I would not recommend the CDT if this is the first truly long hike you're looking at. The level of wilderness skill required for it is much more stringent than the other two. The access to resupply and other logistics is more limited. And yes, as earlier mentioned, you'll be much more isolated if you encounter problems.
Also, the timing of your visit will make a significant difference. If your time off begins in say, February or March, the AT is the only real option, since the outher routes are under too much snow to make a traditional thru-hike possible.
OTOH, if you can't get here until after June, the AT is likely again the only good option, and you'll need to walk it southbound because the northern terminus at Mt. Katahdin will close typically sometime in October to all except parties with special approval and experience in snow/ice mountaineering.
If you can get a starting in late April through early June, the other trails become more doable.
I will say the PCT definitely offers better views than the AT. But don't write the AT off. There is an incredible trail culture on the AT built around the trail community and its hikers that I didn't feel in the time I've spent on sections of the PCT.

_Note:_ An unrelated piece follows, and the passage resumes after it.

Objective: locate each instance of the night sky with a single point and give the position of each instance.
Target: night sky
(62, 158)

Of course, I was section hiking the PCT, while I was fully immersed in trail life as an AT thru-hiker, so I may have missed out of some PCT culture, but the difference was notable to me. AT trail towns are unlike any place I have ever been, and while I am something of an introvert, I found I really enjoyed being part of a wandering tribe on the AT. Plus you get to experience small town America in multiple regions. On the PCT you just don't get so much of a cultural immersion.
But if I had 5 months off now, in the right time of year, I would choose to hike the PCT, having already done the AT.